Selain itu juga sebagai upaya pemberdayaan masyarakat adat dengan cara memberikan hutan sebagai wilayah kelola bersama di dalam masyarakat adat. Akhirnya perlindungan serta pemanfaatan hutan adat adalah dari dan untuk masyarakat adat.
Ini bukan hanya menjadi isu yang seksi untuk dijadikan bahan jualan politik. Lebih jauh lagi, ini merupakan bentuk kepedulian terhadap kelestarian lingkungan hidup, menjaga keseimbangan tatanan alam dan pemberdayaan masyarakat lokal Malaka yang masih sangat kental dengan tradisi adat.

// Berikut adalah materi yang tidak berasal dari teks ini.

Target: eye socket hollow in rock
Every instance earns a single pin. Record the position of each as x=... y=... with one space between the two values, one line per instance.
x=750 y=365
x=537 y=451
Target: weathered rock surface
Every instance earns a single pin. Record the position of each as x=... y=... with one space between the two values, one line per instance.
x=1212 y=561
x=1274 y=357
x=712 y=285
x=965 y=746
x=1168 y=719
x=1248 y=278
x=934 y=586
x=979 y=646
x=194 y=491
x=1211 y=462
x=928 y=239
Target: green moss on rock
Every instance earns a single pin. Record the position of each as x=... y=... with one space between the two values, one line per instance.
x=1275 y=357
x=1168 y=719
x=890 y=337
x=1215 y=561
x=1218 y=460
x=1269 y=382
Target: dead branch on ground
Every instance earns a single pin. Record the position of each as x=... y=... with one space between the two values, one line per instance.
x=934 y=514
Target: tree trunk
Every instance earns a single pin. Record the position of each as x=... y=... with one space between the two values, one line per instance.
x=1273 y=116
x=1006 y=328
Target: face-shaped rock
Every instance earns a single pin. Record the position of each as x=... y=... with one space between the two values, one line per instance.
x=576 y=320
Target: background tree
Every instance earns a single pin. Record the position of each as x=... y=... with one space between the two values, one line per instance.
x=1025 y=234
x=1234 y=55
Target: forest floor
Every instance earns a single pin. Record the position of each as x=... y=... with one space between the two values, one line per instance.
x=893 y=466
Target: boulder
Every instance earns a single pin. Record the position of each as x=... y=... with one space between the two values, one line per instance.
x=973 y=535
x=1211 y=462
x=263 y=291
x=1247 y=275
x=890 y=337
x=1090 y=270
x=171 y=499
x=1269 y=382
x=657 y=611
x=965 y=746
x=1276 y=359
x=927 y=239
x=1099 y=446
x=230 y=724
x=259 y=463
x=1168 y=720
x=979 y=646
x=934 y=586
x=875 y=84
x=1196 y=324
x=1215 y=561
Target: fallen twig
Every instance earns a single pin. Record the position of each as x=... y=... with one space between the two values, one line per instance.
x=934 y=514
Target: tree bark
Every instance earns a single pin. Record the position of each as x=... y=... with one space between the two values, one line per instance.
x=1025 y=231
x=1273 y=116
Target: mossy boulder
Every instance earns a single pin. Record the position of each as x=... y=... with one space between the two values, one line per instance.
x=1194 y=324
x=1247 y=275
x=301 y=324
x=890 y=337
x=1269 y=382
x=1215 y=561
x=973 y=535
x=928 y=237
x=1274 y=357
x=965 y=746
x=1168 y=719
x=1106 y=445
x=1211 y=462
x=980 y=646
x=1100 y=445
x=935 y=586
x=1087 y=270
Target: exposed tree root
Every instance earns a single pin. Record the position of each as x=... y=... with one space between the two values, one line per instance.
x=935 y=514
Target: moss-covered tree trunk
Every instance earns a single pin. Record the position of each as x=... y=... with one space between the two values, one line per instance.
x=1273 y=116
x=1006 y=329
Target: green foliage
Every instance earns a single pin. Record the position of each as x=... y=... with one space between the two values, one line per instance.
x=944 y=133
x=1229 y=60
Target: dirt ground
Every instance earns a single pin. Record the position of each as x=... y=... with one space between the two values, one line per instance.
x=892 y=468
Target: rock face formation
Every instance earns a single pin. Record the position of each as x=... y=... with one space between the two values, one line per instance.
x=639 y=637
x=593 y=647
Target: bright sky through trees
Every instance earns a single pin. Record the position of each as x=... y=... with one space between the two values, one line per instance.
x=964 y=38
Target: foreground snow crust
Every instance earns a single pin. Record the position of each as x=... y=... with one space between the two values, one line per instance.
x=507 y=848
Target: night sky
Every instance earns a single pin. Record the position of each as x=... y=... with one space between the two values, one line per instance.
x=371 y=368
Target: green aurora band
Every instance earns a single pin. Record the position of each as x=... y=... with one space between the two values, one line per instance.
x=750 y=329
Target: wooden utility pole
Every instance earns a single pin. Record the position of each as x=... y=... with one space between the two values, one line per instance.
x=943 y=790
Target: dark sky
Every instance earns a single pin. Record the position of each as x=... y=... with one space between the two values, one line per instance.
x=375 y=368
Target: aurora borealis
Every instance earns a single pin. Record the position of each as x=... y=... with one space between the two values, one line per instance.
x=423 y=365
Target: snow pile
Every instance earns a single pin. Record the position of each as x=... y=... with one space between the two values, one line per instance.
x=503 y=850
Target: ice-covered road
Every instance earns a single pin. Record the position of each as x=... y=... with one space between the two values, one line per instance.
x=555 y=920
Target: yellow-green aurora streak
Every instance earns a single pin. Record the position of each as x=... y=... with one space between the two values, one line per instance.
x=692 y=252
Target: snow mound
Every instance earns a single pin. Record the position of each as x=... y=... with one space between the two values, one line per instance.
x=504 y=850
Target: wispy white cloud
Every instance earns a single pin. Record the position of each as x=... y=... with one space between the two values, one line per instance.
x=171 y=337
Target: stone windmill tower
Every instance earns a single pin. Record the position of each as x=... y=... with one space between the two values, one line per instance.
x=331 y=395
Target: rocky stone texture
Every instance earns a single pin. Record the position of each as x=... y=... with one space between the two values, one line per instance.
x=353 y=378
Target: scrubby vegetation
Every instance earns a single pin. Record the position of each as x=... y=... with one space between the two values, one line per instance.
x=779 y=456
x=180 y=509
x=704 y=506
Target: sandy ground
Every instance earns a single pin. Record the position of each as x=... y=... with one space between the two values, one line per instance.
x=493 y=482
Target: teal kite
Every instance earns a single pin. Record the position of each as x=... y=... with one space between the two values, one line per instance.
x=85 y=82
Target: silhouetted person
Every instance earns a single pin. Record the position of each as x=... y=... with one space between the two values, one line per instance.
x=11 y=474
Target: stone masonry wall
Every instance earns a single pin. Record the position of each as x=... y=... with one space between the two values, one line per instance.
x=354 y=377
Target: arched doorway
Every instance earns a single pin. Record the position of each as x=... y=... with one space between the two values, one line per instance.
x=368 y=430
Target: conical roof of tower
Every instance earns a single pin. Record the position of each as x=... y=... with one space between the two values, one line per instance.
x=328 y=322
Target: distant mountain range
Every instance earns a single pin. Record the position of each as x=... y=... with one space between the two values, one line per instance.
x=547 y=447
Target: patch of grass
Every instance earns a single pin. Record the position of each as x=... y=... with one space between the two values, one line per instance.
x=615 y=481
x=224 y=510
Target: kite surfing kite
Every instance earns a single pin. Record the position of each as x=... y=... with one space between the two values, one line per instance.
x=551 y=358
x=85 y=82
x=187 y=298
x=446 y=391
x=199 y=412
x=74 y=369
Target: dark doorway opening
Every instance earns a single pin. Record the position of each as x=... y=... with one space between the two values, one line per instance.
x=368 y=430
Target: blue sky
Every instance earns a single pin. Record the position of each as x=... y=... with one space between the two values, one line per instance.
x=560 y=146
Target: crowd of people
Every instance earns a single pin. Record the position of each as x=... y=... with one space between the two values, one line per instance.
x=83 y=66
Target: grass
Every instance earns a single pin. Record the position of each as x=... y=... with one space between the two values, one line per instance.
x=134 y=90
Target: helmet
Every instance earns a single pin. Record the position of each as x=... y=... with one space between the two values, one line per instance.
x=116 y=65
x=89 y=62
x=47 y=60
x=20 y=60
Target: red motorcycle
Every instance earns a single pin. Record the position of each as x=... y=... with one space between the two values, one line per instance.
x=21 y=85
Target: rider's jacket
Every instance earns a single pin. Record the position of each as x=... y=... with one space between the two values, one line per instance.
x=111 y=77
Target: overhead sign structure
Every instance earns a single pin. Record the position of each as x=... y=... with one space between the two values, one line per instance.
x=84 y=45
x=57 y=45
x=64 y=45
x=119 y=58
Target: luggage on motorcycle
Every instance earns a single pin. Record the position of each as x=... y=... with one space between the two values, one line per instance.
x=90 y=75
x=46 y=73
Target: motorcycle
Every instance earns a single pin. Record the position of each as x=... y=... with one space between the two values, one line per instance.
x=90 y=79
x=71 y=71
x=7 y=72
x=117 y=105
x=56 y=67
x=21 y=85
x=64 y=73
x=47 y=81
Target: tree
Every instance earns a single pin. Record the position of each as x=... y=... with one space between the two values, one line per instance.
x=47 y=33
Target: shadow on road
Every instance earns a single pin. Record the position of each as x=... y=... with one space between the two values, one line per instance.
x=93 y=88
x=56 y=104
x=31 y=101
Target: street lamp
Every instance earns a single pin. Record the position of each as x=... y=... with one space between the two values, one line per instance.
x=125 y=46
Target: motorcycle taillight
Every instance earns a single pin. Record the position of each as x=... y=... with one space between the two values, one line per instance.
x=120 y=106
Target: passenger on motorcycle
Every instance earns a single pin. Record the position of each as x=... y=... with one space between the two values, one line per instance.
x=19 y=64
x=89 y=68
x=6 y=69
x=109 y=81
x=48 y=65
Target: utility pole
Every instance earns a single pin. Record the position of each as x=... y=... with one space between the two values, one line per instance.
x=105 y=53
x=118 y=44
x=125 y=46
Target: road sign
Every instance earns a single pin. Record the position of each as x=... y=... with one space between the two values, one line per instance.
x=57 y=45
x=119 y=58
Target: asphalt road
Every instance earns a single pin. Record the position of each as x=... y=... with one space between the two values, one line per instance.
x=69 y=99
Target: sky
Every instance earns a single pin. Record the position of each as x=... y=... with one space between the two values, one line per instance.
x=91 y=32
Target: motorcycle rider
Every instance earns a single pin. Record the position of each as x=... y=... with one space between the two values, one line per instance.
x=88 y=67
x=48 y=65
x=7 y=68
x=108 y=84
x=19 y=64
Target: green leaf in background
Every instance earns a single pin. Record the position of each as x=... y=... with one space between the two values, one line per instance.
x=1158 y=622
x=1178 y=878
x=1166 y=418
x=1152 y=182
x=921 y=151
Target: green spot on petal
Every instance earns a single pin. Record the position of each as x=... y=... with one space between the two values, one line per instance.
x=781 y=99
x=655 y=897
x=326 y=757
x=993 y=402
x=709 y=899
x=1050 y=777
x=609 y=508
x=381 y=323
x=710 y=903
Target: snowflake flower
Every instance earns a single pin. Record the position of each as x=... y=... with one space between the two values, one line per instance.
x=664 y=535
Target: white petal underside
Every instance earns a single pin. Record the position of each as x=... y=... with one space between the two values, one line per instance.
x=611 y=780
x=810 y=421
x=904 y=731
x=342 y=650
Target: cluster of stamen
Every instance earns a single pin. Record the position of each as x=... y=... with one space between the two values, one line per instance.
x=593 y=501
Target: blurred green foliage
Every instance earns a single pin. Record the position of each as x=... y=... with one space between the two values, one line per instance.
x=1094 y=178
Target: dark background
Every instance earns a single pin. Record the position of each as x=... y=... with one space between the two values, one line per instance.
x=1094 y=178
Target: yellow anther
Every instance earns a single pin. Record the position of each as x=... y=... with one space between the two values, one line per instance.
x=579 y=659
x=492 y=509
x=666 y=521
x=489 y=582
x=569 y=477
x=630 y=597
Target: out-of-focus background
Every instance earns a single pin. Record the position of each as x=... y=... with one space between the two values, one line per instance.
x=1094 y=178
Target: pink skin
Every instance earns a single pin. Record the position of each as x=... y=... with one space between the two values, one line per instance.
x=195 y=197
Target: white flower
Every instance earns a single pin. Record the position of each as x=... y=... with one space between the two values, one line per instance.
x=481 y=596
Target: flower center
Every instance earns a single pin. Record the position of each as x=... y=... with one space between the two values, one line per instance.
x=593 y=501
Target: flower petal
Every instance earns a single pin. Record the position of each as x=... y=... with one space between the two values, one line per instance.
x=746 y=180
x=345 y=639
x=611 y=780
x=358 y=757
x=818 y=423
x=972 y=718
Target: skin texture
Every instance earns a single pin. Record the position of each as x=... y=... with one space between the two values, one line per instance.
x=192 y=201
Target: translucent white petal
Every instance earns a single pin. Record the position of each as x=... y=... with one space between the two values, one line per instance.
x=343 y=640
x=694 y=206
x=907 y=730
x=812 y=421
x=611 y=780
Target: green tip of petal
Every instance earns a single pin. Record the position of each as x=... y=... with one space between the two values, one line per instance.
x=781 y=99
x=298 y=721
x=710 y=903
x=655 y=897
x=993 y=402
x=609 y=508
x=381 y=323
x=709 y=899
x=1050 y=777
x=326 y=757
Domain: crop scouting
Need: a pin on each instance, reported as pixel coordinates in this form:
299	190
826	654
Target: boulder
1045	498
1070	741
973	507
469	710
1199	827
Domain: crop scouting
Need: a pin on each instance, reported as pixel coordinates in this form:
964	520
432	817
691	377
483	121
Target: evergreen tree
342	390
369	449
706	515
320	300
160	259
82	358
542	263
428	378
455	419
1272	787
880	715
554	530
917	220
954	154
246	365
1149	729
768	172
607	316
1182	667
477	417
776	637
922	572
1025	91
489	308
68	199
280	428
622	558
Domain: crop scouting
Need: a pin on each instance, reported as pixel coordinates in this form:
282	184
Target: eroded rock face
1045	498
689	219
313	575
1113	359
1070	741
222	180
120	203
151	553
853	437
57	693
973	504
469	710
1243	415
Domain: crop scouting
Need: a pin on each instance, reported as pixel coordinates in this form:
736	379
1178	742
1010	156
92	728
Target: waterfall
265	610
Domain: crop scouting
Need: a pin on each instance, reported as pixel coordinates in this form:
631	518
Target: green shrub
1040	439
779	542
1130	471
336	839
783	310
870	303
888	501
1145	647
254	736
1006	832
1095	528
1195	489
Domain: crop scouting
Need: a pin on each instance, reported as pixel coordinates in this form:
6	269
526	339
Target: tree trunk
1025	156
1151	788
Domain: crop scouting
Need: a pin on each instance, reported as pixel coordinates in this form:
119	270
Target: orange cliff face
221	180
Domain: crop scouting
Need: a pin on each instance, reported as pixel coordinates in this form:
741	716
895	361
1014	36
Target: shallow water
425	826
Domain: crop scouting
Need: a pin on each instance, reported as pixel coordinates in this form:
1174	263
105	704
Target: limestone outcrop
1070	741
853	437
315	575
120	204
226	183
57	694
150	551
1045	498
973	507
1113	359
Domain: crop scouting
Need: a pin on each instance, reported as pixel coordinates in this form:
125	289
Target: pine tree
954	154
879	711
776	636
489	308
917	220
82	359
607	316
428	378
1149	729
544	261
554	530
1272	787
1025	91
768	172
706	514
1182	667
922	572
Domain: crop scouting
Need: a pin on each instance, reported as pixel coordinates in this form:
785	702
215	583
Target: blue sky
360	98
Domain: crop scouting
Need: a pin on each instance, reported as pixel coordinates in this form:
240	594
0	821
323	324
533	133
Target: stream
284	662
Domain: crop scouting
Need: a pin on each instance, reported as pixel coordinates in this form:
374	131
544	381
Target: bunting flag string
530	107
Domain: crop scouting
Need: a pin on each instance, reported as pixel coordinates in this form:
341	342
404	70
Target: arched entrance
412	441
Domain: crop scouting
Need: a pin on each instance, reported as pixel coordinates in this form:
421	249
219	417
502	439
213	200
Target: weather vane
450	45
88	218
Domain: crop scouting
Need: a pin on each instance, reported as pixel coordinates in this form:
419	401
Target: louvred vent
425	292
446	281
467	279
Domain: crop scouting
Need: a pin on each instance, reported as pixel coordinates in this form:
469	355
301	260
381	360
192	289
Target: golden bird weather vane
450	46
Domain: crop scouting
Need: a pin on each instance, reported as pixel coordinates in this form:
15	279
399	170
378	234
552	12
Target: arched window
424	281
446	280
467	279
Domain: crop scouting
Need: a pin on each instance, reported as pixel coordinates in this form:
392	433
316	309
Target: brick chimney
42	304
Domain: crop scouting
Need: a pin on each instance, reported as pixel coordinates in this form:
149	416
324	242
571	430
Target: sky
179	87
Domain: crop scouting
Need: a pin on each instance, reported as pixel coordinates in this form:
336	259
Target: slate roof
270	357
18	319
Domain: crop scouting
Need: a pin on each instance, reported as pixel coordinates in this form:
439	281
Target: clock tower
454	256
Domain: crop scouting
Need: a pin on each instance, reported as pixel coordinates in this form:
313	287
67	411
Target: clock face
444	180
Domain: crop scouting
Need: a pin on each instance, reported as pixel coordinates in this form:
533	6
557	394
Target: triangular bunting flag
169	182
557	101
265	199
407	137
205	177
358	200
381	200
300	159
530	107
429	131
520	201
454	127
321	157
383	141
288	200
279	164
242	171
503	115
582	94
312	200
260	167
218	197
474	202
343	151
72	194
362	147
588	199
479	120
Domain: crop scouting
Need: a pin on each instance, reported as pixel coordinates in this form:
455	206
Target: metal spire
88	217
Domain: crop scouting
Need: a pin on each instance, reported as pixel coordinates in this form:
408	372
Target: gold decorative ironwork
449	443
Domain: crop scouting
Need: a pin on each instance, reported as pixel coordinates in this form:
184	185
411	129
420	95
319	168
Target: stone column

Proaktif dalam upaya percepatan Peraturan daerah Masyarakat hukum adat dan hutan adat ini tidak hanya sekedar agar menaikkan popularitas tokoh politik atau membentuk opini masyarakat bahwa Partai Politik yang menjadi kendaraan kita adalah Partai Politik dengan Platform Politik lingkungan hidup.
Akan tetapi, hal ini menjadi satu bentuk kesadaran kita, bahwa kita orang Malaka lahir dan dibesarkan dengan nafas – nafas adat. Segala sesuatu yang kita lakukan dalam hidup kita di Malaka tidak terlepas dari perlindungan Allah, perlindungan Alam dan perlindungan Adat.
Maka, memperjuangkan Peraturan Daerah Masyarakat hukum adat dan hutan adat bukanlah tanggung jawab dan pekerjaan politis, melainkan kerja untuk Allah, Kerja untuk Alam dan Kerja untuk Adat.